G7 Coloca Criptografia Pós-Quântica na Agenda Estratégica de Cibersegurança
-
EmPoucosMinutos - 09 Jun, 2026
As principais autoridades governamentais de segurança cibernética dos países que compõem o grupo do G7, reunindo representantes oficiais do Canadá, França, Alemanha, Itália, Japão, Reino Unido e Estados Unidos da América, definiram as redes globais de telecomunicações como uma das maiores prioridades na nova agenda de defesa digital. Em um comunicado oficial divulgado após um encontro técnico de cúpula realizado na cidade de Paris, na França, as lideranças internacionais apontaram que a crescente interdependência de sistemas e redes cria riscos sistêmicos graves capazes de impactar o funcionamento de serviços públicos. Para conter essas ameaças cibernéticas transnacionais, as nações defenderam o fortalecimento imediato de mecanismos de cooperação e coordenação internacional voltados para a proteção ativa de infraestruturas de dados sensíveis e comunicações governamentais. O Grupo de Trabalho de Cibersegurança do G7 estabeleceu que a preservação da estabilidade das redes de telecomunicações constitui a base fundamental para a segurança nacional dos países membros, justificando a adoção de medidas coordenadas urgentes para monitorar vulnerabilidades de hardware e softwares essenciais.
Um dos pontos de maior relevância técnica destacados na declaração oficial do comitê internacional refere-se à urgência na migração estrutural de sistemas de informação para padrões avançados de criptografia pós-quântica.
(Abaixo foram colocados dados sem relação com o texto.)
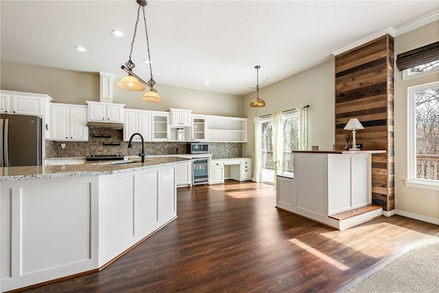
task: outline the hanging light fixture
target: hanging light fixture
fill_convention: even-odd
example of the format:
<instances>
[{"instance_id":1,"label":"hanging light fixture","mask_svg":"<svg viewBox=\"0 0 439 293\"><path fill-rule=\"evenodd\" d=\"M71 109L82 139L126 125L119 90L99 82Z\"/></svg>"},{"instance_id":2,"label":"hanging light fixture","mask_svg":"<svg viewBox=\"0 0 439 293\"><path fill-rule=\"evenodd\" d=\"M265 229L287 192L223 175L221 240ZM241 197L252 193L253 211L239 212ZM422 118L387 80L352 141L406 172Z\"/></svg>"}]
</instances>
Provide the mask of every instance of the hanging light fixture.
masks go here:
<instances>
[{"instance_id":1,"label":"hanging light fixture","mask_svg":"<svg viewBox=\"0 0 439 293\"><path fill-rule=\"evenodd\" d=\"M254 68L256 69L256 99L250 103L250 106L254 108L261 108L265 106L265 102L259 98L259 68L261 67L257 65Z\"/></svg>"},{"instance_id":2,"label":"hanging light fixture","mask_svg":"<svg viewBox=\"0 0 439 293\"><path fill-rule=\"evenodd\" d=\"M145 95L140 97L140 99L145 102L151 102L153 103L160 103L163 102L157 93L157 90L154 88L154 85L156 82L152 78L152 67L151 66L151 55L150 54L150 40L148 39L148 32L146 28L146 17L145 16L145 6L146 6L147 2L145 0L137 0L137 4L139 4L139 8L137 9L137 19L136 20L136 26L134 27L134 33L132 36L132 41L131 42L131 51L130 51L130 58L128 61L125 63L125 65L122 65L121 68L125 72L128 73L127 76L124 76L121 80L116 82L116 86L119 89L122 89L126 91L141 91L145 90L145 87L149 88L150 91L146 92ZM143 12L143 21L145 23L145 34L146 35L146 47L148 52L148 60L150 64L150 72L151 77L150 80L146 82L136 74L132 72L132 69L136 67L136 65L131 60L131 55L132 54L132 48L134 45L134 39L136 38L136 32L137 32L137 23L139 23L139 16L140 15L140 9L142 8Z\"/></svg>"}]
</instances>

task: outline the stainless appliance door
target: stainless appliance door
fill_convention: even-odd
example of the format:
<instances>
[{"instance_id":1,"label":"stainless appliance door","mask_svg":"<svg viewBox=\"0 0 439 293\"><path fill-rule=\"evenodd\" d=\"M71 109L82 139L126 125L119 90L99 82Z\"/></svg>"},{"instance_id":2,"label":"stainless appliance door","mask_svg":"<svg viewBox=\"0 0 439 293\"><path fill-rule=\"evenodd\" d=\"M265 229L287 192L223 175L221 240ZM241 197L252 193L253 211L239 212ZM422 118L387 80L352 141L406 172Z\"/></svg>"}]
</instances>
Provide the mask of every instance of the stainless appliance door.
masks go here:
<instances>
[{"instance_id":1,"label":"stainless appliance door","mask_svg":"<svg viewBox=\"0 0 439 293\"><path fill-rule=\"evenodd\" d=\"M5 115L8 120L9 166L41 165L43 138L41 118L28 115ZM6 131L5 131L5 134ZM6 143L3 143L5 145Z\"/></svg>"},{"instance_id":2,"label":"stainless appliance door","mask_svg":"<svg viewBox=\"0 0 439 293\"><path fill-rule=\"evenodd\" d=\"M209 183L209 159L200 158L193 161L192 183L193 185Z\"/></svg>"}]
</instances>

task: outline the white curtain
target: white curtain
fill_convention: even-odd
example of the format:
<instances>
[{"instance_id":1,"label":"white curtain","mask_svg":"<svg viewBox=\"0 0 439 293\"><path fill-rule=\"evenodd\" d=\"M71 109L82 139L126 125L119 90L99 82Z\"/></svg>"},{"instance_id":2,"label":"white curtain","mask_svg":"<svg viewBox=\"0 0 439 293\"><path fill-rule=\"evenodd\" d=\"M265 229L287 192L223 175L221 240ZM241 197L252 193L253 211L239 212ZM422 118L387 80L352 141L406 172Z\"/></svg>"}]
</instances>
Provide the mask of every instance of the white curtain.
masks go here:
<instances>
[{"instance_id":1,"label":"white curtain","mask_svg":"<svg viewBox=\"0 0 439 293\"><path fill-rule=\"evenodd\" d=\"M276 185L276 178L281 172L281 164L282 164L283 156L283 126L282 122L282 112L277 112L272 115L274 185Z\"/></svg>"},{"instance_id":2,"label":"white curtain","mask_svg":"<svg viewBox=\"0 0 439 293\"><path fill-rule=\"evenodd\" d=\"M261 148L262 141L262 134L259 130L259 117L253 117L254 123L254 156L253 160L253 181L261 181L261 173L259 166L261 165Z\"/></svg>"},{"instance_id":3,"label":"white curtain","mask_svg":"<svg viewBox=\"0 0 439 293\"><path fill-rule=\"evenodd\" d=\"M299 120L299 150L308 150L308 107L298 110Z\"/></svg>"}]
</instances>

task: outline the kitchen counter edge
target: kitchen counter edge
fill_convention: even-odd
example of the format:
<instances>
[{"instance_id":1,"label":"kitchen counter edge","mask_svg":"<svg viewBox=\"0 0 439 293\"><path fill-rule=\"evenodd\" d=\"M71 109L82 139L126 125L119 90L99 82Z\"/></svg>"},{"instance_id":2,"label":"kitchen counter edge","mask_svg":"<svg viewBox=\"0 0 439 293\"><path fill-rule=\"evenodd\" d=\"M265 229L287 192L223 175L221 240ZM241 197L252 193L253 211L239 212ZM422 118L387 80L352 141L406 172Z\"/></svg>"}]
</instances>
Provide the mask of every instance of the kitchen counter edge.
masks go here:
<instances>
[{"instance_id":1,"label":"kitchen counter edge","mask_svg":"<svg viewBox=\"0 0 439 293\"><path fill-rule=\"evenodd\" d=\"M78 164L5 167L0 168L0 181L114 174L184 163L190 161L191 159L174 156L149 158L145 163L136 162L121 165Z\"/></svg>"}]
</instances>

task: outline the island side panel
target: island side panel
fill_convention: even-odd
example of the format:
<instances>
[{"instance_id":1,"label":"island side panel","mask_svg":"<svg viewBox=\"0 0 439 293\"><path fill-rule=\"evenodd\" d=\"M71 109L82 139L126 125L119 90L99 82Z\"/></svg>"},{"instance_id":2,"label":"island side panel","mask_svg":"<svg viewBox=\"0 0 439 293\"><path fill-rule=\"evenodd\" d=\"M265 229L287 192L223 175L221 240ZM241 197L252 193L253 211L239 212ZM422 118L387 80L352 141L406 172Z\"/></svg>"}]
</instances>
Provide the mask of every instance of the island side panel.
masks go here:
<instances>
[{"instance_id":1,"label":"island side panel","mask_svg":"<svg viewBox=\"0 0 439 293\"><path fill-rule=\"evenodd\" d=\"M1 183L1 205L9 211L2 213L9 219L2 219L1 259L10 264L2 270L2 291L97 267L96 184L93 177Z\"/></svg>"}]
</instances>

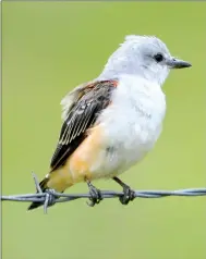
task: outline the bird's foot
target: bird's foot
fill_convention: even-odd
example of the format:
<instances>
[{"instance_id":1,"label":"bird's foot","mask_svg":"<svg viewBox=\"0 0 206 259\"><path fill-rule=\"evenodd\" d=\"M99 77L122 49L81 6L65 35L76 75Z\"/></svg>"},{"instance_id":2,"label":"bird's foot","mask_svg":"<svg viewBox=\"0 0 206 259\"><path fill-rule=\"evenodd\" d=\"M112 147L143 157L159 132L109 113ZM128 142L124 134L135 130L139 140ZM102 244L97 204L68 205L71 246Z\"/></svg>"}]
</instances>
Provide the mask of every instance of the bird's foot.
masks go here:
<instances>
[{"instance_id":1,"label":"bird's foot","mask_svg":"<svg viewBox=\"0 0 206 259\"><path fill-rule=\"evenodd\" d=\"M101 192L97 189L89 181L87 181L87 185L90 194L89 202L87 201L87 205L89 207L94 207L102 200Z\"/></svg>"},{"instance_id":2,"label":"bird's foot","mask_svg":"<svg viewBox=\"0 0 206 259\"><path fill-rule=\"evenodd\" d=\"M123 186L123 196L121 196L120 202L122 205L128 205L130 201L132 201L135 198L135 192L133 189L131 189L130 186L124 185Z\"/></svg>"}]
</instances>

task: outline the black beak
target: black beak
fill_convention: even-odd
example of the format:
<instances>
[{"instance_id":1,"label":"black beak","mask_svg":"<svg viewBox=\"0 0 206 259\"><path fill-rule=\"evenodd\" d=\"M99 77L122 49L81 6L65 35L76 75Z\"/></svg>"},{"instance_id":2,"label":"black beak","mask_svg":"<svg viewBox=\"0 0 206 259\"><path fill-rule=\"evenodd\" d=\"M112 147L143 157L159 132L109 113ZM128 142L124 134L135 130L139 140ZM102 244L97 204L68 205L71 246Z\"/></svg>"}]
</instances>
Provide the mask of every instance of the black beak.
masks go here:
<instances>
[{"instance_id":1,"label":"black beak","mask_svg":"<svg viewBox=\"0 0 206 259\"><path fill-rule=\"evenodd\" d=\"M167 65L170 67L170 69L185 69L185 67L190 67L192 66L191 63L186 62L186 61L183 61L183 60L178 60L175 58L172 58L171 60L169 60L167 62Z\"/></svg>"}]
</instances>

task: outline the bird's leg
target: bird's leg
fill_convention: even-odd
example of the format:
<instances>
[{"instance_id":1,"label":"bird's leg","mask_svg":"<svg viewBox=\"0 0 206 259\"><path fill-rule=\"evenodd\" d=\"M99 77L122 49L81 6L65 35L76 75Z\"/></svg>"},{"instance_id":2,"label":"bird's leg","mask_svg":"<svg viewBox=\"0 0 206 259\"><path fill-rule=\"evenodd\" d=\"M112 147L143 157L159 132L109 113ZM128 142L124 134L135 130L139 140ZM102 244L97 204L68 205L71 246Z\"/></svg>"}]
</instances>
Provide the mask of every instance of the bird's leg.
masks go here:
<instances>
[{"instance_id":1,"label":"bird's leg","mask_svg":"<svg viewBox=\"0 0 206 259\"><path fill-rule=\"evenodd\" d=\"M130 186L124 184L120 178L113 177L113 180L123 187L123 196L120 197L120 202L122 205L128 205L129 201L132 201L135 198L135 192L131 189Z\"/></svg>"},{"instance_id":2,"label":"bird's leg","mask_svg":"<svg viewBox=\"0 0 206 259\"><path fill-rule=\"evenodd\" d=\"M99 203L102 200L101 192L97 189L88 180L85 180L89 189L89 202L88 206L94 207L95 205Z\"/></svg>"}]
</instances>

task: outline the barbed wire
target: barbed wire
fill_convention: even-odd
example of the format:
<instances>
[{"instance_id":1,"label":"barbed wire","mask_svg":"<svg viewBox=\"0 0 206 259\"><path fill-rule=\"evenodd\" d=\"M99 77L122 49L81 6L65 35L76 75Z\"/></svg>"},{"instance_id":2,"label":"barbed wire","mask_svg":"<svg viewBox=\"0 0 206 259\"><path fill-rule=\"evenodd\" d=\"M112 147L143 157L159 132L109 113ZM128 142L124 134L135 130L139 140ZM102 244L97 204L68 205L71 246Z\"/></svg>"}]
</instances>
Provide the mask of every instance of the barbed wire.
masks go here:
<instances>
[{"instance_id":1,"label":"barbed wire","mask_svg":"<svg viewBox=\"0 0 206 259\"><path fill-rule=\"evenodd\" d=\"M10 201L26 201L26 202L39 202L44 205L44 212L47 213L47 208L57 202L66 202L80 198L92 198L88 194L62 194L53 189L48 189L43 193L36 175L33 173L35 181L37 194L25 194L25 195L9 195L1 196L1 200ZM124 194L123 192L114 190L101 190L101 198L120 198ZM195 196L206 196L206 188L187 188L187 189L177 189L177 190L135 190L134 198L163 198L168 196L184 196L184 197L195 197Z\"/></svg>"}]
</instances>

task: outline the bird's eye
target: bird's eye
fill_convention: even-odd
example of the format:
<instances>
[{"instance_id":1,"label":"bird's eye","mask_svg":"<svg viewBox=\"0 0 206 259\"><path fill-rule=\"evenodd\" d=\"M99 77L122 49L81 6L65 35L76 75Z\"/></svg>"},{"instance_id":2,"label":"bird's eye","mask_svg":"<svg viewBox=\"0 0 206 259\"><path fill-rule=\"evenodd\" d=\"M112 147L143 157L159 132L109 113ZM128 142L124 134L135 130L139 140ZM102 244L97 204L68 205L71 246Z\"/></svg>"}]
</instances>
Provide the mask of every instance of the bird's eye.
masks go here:
<instances>
[{"instance_id":1,"label":"bird's eye","mask_svg":"<svg viewBox=\"0 0 206 259\"><path fill-rule=\"evenodd\" d=\"M163 55L161 53L157 53L154 59L157 61L157 62L161 62L163 60Z\"/></svg>"}]
</instances>

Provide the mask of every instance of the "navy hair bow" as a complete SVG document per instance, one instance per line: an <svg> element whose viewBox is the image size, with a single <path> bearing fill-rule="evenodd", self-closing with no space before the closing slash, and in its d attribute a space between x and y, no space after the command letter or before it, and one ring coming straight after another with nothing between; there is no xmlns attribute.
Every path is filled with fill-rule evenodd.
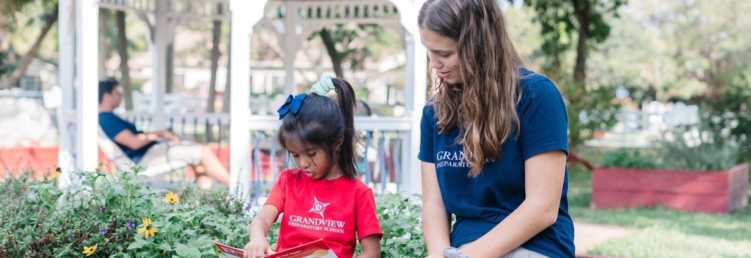
<svg viewBox="0 0 751 258"><path fill-rule="evenodd" d="M305 100L306 96L307 94L303 93L297 96L289 95L289 97L287 97L287 101L285 101L284 105L282 105L276 110L279 113L279 120L284 118L284 116L290 112L293 114L297 114L297 111L300 111L300 106L303 105L303 100Z"/></svg>

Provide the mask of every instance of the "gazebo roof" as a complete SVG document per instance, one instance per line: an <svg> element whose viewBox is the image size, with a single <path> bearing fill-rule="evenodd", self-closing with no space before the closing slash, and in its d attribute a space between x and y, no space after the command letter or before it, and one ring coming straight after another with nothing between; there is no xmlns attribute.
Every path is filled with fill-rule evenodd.
<svg viewBox="0 0 751 258"><path fill-rule="evenodd" d="M156 2L167 2L167 14L179 18L229 19L228 0L97 0L99 7L138 14L154 13Z"/></svg>

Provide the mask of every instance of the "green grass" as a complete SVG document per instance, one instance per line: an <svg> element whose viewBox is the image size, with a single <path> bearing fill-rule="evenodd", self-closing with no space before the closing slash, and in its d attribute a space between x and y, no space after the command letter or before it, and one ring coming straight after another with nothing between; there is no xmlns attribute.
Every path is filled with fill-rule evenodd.
<svg viewBox="0 0 751 258"><path fill-rule="evenodd" d="M595 154L591 159L597 162ZM751 208L727 214L666 208L590 209L592 176L579 165L569 170L569 212L576 221L635 229L587 254L625 257L751 257ZM751 195L751 191L749 191Z"/></svg>

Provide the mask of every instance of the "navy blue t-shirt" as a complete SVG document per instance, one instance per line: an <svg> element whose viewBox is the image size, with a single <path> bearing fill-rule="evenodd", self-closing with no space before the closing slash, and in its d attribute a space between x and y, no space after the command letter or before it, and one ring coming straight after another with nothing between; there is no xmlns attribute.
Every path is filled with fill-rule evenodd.
<svg viewBox="0 0 751 258"><path fill-rule="evenodd" d="M457 216L451 246L477 240L503 220L524 201L524 161L552 150L568 153L568 117L560 92L547 78L522 69L521 100L517 107L520 133L514 127L503 145L500 160L487 161L482 173L469 178L462 160L462 145L455 144L459 129L438 132L433 100L423 109L418 158L436 164L446 212ZM515 139L518 134L519 138ZM523 244L523 248L550 257L573 257L574 223L569 215L569 172L566 170L558 219Z"/></svg>
<svg viewBox="0 0 751 258"><path fill-rule="evenodd" d="M125 152L125 154L127 154L128 157L129 157L134 163L138 163L141 158L143 157L143 154L146 153L146 151L149 150L149 148L153 146L155 142L152 142L139 149L132 149L128 148L128 146L115 142L115 136L117 135L117 134L120 134L120 132L123 130L130 130L133 134L143 134L143 132L137 130L135 124L122 120L122 118L120 118L112 112L106 112L99 113L99 126L101 126L101 130L104 131L104 134L107 134L107 136L110 137L110 140L112 140L115 144L117 144L117 146L120 147L122 152Z"/></svg>

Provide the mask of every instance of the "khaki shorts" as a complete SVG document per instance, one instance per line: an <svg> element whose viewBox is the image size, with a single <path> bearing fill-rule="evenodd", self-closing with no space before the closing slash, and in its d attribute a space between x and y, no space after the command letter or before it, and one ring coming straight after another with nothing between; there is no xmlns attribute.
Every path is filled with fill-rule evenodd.
<svg viewBox="0 0 751 258"><path fill-rule="evenodd" d="M189 165L200 164L203 153L204 146L194 142L157 142L143 154L143 157L138 160L138 165L152 166L169 164L174 170ZM148 173L148 170L146 172Z"/></svg>
<svg viewBox="0 0 751 258"><path fill-rule="evenodd" d="M474 241L473 241L474 242ZM462 248L466 248L472 242L469 242L462 245L460 245L457 249L462 250ZM516 249L511 250L506 254L502 255L499 258L549 258L542 254L522 248L518 247Z"/></svg>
O documento adverte que a velocidade da evolução tecnológica da computação de alto desempenho e a eventual criação futura de supercomputadores quânticos capazes de quebrar com facilidade os algoritmos de criptografia clássicos em uso atualmente exigem ações preventivas imediatas das organizações públicas e corporativas. A comissão de cibersegurança do G7 salienta que o planejamento e a implementação de novos métodos de blindagem digital contra ameaças quânticas não podem mais ser adiados pelas grandes empresas e órgãos de administração estatal. Como suporte prático a essa transição, o grupo publicou um roteiro metodológico detalhado com orientações específicas sobre como as corporações de médio e grande porte devem gerenciar a migração criptográfica de forma segura, visando assegurar a resiliência e a proteção de segredos industriais e comunicações de estado contra futuras interceptações indesejadas de agentes maliciosos internacionais.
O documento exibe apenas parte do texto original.